Zwar liegen die Metro-Titel mit über sieben Millionen LeserInnen weltweit im Ranking der meistgelesenen Tageszeitungen an fünfter Stelle. Doch dieser Erfolg ist eher symbolisch. Peter Dahlander, Medienanalytiker beim Investment-Berater Carnegie, sagt der Gratisbranche einerseits ein „unverschämtes Potenzial bei zukünftigen Anzeigeneinnahmen“ voraus, da die Blätter mit ihrer PendlerInnenleserschaft erfolgreich auf eine besonders kaufkräftige Gruppe zielten. Doch andererseits zeigten die Metro-Verluste, dass das Konzept durchaus ein „Unsicherheitsmoment“ enthalte und Investoren einiges riskierten. Eine Unsicherheit übrigens, so Dahlander, die auch an den Finanzmärkten zu spüren sei, wo man derzeit wesentlich weniger bereitwillig in neue Gratiszeitungsprojekte investiere.

Für Karl Erik Gustafsson ist das schwedische Erfolgsrezept ohnehin eigentlich mehr nationalen Besonderheiten geschuldet: In Resteuropa und den USA hätten Printmedien sowieso traditionell einen wesentlich geringeren Anteil am Anzeigenkuchen gehabt als in Skandinavien, weshalb die profitablen Marktnischen für kostenlose Tageszeitungen nicht von Dauer sein dürften.

Und auch die gut verdienende „Mutter“-Metro in Stockholm kann es sich mittlerweile nicht mehr leisten, unnötiges Geld hinauszuwerfen. Im März stellte man ohne Vorwarnung den Nachmittagsableger Everyday nach gerade neun Monaten ein.

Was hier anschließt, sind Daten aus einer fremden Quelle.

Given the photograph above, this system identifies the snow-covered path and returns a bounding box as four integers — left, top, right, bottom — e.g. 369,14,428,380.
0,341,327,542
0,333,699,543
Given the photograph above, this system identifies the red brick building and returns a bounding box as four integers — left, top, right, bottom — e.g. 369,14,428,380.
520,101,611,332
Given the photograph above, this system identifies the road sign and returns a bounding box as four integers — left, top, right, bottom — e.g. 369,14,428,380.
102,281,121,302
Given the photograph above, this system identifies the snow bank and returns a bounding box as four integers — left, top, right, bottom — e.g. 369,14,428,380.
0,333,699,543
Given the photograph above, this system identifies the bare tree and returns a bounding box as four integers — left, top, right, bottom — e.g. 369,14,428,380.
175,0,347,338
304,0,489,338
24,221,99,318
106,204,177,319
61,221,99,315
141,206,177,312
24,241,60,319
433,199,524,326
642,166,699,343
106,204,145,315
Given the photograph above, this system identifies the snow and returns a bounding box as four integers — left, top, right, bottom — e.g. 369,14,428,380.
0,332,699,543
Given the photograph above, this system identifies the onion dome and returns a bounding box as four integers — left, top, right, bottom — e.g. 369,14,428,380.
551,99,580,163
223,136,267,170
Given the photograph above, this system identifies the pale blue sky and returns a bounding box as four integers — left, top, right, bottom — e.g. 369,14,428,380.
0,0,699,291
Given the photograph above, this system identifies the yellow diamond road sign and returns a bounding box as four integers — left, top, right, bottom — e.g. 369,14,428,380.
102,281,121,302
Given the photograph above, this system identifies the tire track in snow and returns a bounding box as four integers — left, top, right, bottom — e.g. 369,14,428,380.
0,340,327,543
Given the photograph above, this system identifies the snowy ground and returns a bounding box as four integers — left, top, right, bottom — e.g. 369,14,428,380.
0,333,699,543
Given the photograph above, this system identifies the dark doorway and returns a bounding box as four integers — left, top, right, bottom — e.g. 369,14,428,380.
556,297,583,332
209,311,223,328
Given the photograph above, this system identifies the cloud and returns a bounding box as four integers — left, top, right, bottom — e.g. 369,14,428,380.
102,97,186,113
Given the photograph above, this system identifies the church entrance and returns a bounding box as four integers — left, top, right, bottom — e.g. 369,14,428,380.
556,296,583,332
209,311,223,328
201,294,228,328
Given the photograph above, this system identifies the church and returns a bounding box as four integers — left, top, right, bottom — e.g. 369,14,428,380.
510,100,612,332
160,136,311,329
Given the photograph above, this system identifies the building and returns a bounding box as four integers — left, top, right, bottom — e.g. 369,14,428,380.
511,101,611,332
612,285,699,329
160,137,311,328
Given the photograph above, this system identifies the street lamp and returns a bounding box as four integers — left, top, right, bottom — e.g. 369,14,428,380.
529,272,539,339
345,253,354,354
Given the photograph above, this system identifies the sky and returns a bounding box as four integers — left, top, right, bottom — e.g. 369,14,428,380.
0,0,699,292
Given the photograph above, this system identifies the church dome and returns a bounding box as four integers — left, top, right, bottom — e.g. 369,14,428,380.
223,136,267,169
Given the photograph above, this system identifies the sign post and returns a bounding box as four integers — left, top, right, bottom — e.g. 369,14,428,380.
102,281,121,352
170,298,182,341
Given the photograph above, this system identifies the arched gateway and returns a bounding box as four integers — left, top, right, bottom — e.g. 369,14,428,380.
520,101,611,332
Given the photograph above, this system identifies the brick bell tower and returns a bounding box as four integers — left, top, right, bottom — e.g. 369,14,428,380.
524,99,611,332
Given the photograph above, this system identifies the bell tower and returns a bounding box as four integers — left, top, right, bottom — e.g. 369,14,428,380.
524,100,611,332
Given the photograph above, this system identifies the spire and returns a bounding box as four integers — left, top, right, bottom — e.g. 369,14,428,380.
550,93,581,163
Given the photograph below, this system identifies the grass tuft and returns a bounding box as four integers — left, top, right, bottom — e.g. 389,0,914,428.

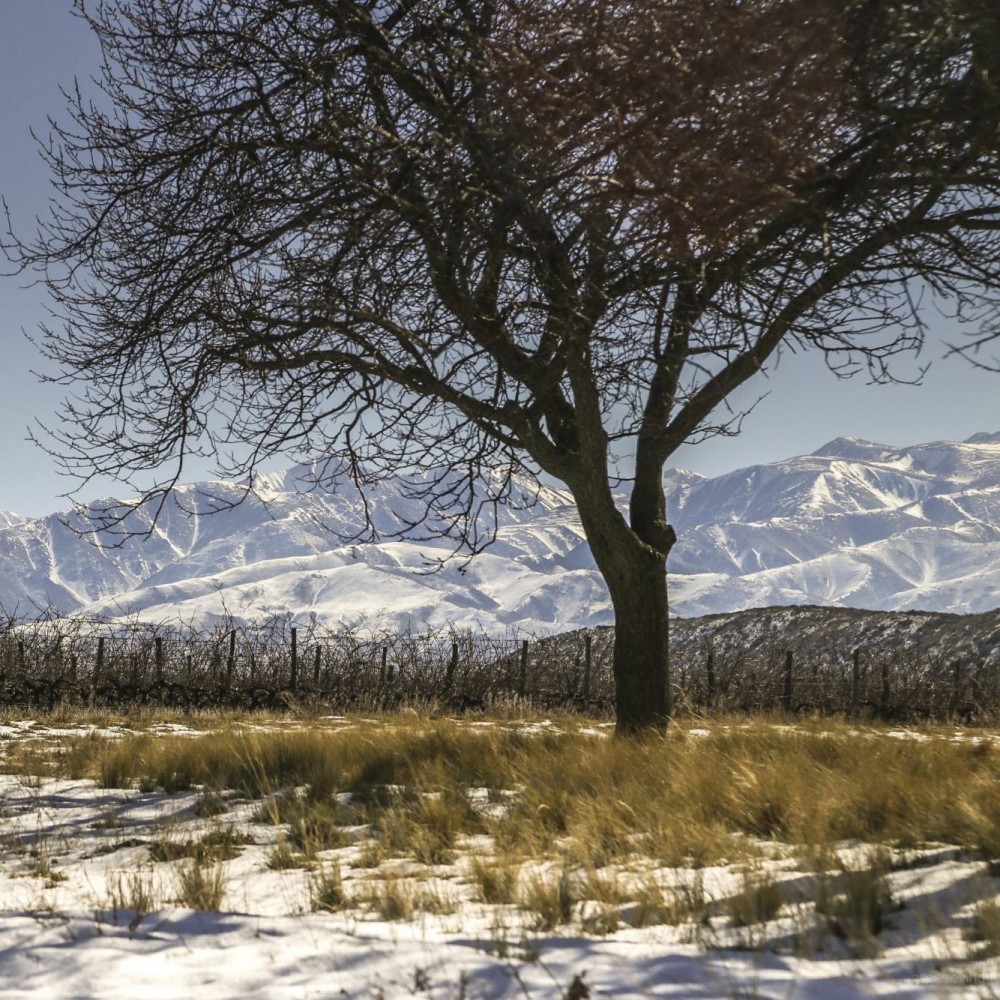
177,858,226,913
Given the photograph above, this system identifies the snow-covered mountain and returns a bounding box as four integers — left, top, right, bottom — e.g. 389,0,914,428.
0,433,1000,633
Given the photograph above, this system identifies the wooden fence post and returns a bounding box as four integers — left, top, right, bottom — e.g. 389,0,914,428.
781,649,795,712
851,648,861,719
226,629,236,691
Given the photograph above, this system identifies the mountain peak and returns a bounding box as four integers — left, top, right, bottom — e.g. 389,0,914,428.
813,437,895,459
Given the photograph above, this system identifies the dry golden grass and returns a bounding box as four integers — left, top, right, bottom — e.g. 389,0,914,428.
176,857,226,913
7,715,1000,869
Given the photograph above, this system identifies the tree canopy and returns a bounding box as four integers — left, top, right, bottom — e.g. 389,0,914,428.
8,0,1000,730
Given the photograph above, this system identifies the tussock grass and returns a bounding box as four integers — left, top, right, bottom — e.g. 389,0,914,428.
816,850,900,958
358,872,458,922
107,869,160,930
17,715,1000,869
725,868,787,927
176,858,226,913
309,864,350,913
469,857,521,905
518,865,583,932
147,827,253,865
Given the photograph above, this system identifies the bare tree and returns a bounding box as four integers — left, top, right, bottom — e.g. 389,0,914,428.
8,0,1000,732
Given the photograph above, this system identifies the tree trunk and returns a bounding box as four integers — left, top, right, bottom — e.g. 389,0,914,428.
611,551,671,736
573,458,676,736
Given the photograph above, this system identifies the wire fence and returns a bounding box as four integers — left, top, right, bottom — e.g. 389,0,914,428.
0,619,1000,722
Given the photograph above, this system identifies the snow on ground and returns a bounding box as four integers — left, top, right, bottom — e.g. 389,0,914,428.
0,720,1000,1000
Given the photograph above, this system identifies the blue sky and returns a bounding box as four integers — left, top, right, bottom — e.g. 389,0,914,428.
0,0,1000,516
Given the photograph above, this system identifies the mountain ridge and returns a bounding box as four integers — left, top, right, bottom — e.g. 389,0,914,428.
0,432,1000,634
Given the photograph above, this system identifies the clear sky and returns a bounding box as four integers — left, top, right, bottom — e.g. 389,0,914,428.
0,0,1000,516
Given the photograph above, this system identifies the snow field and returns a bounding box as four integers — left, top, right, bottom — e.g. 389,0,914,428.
0,719,1000,1000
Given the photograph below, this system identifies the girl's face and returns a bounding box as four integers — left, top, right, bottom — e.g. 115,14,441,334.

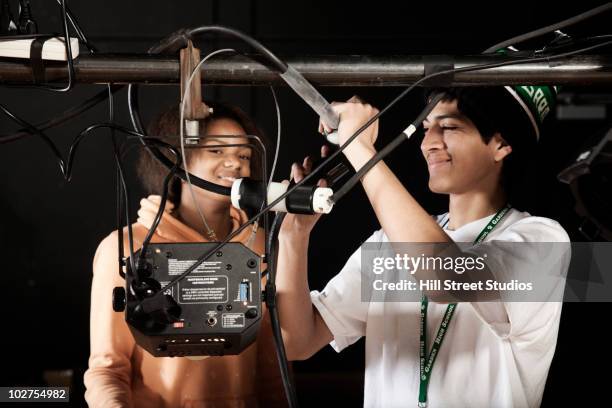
183,118,252,201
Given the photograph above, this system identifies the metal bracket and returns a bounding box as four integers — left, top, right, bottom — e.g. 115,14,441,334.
180,40,212,121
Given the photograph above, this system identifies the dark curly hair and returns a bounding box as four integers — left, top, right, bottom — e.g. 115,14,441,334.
136,101,267,210
426,86,537,208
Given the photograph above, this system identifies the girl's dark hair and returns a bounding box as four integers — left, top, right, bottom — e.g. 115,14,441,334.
137,101,267,209
427,87,537,208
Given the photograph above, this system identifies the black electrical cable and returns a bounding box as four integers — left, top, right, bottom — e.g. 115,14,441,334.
37,0,75,92
108,84,135,278
484,2,612,54
330,40,612,203
0,104,66,178
265,212,298,408
135,155,182,277
56,0,98,54
0,85,123,144
330,93,444,203
0,0,107,150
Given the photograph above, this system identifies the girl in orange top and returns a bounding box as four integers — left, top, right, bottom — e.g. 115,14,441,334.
84,104,286,408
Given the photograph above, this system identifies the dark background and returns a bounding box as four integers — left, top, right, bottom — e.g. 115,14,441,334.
0,0,611,406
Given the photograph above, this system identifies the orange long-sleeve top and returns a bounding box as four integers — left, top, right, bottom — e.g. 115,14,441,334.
84,196,286,408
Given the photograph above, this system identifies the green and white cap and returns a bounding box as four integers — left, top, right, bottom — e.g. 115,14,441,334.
504,85,558,140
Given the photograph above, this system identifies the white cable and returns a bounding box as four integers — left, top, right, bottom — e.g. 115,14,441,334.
268,86,281,186
179,48,236,241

Everyday war übrigens nur als Abwehmaßnahme gegründet worden, um den Markt für ein Konkurrenzprodukt zu sperren. – „Kölner Modell“ schon damals in Stockholm: Nachdem die Konkurrenz die Segel gestrichen hatte, gab es keinen Bedarf mehr für ein tägliches Everyday. Und 20 entlassene RedakteuerInnen durften in Ruhe darüber nachdenken, ob sie wirklich angestellt worden waren, um eine Zeitung zu produzieren.